For more than three decades, the continued miniaturization of metal oxide semiconductor field effect transistors (MOSFETs) has driven the worldwide semiconductor industry. Various showstoppers to continue scaling have been predicated for decades, but a history of innovation has sustained Moore's Law in spite of many challenges. However, there are growing signs today that MOSFETs are beginning to reach their traditional scaling limits. Since it has become increasingly difficult to improve MOSFETs and therefore complementary metal oxide semiconductor (CMOS) performance through continued scaling, further methods for improving performance in addition to scaling have become critical.
The use of non-planar semiconductor devices such as, for example, semiconductor nanowire field effect transistors (FETs) is the next step in the evolution of complementary metal oxide semiconductor (CMOS) devices. Semiconductor nanowire FETs can achieve higher drive currents with increasingly smaller dimensions as compared to conventional planar FETs.

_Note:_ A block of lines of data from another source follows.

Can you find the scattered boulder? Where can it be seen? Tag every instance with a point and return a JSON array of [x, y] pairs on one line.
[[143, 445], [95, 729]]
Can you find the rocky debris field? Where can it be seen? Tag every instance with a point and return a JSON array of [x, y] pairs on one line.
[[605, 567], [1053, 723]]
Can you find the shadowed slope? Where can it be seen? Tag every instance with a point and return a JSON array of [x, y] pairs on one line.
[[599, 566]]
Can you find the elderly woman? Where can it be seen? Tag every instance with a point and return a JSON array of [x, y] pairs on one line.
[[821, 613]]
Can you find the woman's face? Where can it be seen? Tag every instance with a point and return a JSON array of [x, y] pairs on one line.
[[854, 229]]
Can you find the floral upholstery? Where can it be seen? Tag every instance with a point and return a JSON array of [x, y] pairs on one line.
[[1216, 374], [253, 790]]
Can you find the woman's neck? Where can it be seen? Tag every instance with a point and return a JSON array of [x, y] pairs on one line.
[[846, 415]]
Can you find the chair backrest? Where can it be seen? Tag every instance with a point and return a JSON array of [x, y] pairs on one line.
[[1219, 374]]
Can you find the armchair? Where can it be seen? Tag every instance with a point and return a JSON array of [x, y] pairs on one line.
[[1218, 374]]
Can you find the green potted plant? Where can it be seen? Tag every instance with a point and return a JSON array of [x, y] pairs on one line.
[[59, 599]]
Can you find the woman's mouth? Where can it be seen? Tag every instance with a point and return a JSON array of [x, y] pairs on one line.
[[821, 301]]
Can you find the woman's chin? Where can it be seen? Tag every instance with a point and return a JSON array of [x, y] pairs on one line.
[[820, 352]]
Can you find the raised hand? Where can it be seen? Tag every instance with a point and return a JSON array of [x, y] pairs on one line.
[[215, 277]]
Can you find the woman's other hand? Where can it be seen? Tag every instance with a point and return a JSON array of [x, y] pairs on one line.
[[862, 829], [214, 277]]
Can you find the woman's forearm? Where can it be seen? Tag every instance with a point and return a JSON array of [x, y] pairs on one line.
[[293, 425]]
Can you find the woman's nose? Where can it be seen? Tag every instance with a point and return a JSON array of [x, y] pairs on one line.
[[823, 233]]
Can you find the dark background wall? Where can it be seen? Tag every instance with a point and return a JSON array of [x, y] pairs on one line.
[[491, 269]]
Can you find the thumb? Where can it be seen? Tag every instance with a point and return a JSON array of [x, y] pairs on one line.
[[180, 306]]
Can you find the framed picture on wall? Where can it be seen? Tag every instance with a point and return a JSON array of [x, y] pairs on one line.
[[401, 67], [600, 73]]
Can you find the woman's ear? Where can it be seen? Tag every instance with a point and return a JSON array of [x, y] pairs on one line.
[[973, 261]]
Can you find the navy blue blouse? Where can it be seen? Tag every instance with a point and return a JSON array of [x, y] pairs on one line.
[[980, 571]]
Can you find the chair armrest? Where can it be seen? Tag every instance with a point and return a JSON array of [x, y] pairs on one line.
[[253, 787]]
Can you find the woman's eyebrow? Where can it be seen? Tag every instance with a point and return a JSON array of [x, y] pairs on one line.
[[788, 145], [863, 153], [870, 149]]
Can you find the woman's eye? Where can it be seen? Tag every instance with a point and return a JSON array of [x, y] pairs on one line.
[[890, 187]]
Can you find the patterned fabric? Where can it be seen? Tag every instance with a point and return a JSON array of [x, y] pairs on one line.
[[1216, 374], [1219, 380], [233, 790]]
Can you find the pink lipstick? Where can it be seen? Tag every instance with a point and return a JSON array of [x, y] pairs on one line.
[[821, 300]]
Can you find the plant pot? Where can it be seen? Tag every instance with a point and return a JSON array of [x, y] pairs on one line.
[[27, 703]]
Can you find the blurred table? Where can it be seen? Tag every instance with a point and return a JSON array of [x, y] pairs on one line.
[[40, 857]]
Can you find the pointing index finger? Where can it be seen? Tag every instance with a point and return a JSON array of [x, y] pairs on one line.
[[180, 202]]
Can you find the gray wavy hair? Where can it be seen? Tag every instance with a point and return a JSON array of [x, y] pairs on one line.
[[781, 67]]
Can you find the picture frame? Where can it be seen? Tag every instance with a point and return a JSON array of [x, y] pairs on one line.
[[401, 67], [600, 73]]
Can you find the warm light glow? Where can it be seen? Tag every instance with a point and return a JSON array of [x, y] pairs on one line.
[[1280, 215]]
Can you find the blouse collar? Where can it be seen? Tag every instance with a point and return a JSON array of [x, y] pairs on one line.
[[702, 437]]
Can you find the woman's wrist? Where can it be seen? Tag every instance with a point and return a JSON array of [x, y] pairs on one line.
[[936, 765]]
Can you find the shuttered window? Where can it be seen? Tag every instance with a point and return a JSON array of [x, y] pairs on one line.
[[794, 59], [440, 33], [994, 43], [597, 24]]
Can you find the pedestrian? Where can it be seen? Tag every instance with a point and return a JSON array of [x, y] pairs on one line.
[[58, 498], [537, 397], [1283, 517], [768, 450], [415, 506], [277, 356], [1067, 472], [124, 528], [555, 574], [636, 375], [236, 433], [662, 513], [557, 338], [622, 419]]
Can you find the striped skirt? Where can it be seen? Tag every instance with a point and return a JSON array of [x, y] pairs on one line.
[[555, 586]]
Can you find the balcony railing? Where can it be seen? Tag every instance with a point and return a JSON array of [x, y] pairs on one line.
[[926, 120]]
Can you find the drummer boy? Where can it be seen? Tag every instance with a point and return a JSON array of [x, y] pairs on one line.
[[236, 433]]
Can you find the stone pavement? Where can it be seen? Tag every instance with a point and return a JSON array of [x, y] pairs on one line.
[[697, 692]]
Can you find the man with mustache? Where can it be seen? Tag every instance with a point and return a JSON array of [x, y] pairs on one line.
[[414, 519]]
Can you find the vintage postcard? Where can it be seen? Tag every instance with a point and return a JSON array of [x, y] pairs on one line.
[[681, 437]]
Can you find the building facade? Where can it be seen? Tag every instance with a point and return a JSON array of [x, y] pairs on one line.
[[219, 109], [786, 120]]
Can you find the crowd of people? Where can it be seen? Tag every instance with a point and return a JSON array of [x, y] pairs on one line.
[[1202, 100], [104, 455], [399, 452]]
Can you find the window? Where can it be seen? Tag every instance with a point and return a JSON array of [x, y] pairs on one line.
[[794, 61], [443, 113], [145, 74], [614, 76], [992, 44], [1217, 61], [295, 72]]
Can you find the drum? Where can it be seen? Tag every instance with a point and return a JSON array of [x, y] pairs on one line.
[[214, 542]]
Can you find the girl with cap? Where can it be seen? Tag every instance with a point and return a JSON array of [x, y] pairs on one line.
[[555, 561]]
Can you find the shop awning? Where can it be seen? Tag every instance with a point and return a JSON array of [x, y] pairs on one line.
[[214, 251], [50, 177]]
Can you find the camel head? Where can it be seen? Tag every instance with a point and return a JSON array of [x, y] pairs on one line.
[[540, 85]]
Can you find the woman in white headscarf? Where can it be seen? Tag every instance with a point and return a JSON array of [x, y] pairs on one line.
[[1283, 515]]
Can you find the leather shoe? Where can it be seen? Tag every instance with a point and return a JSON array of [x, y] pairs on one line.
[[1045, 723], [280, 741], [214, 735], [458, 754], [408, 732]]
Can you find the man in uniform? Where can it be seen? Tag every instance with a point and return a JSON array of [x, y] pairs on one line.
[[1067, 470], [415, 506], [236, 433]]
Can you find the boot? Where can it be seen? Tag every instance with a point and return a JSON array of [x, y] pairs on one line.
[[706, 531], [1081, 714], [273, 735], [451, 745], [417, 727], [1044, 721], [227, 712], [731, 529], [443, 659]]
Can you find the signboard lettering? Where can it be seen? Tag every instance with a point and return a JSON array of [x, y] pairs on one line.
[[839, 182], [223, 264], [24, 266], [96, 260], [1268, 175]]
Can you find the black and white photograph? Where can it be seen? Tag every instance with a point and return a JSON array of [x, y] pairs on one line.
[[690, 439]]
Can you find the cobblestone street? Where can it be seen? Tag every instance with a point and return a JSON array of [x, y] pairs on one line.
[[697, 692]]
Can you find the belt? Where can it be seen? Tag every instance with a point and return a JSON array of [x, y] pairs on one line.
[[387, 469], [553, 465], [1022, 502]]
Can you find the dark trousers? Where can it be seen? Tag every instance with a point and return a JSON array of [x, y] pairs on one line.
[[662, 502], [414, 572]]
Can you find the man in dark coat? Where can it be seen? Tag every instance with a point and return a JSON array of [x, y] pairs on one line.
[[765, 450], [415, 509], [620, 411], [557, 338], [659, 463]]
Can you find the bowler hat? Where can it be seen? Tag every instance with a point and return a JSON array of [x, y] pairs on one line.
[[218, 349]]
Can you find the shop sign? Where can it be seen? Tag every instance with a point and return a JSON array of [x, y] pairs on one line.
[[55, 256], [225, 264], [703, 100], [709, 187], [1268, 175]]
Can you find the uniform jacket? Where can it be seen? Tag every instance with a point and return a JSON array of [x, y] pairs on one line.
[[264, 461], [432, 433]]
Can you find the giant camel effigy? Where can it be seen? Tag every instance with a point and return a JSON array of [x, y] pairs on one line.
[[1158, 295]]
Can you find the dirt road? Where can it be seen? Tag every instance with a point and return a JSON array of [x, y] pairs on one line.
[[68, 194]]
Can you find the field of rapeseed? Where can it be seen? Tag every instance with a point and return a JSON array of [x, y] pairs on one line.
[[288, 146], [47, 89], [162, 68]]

For semiconductor nanowire device performance increase, a strained channel material is needed. For CMOS devices, tensile strained silicon nanowires are beneficial for nFET devices, but not for pFET devices. In current nanowire technology, all the nanowire structures consists of unstrained semiconductor materials or only one strained semiconductor material, either nFET or pFET. A need thus exist for providing stained CMOS nanowires with both strained nFET nanowires and strained pFET nanowires on a same substrate.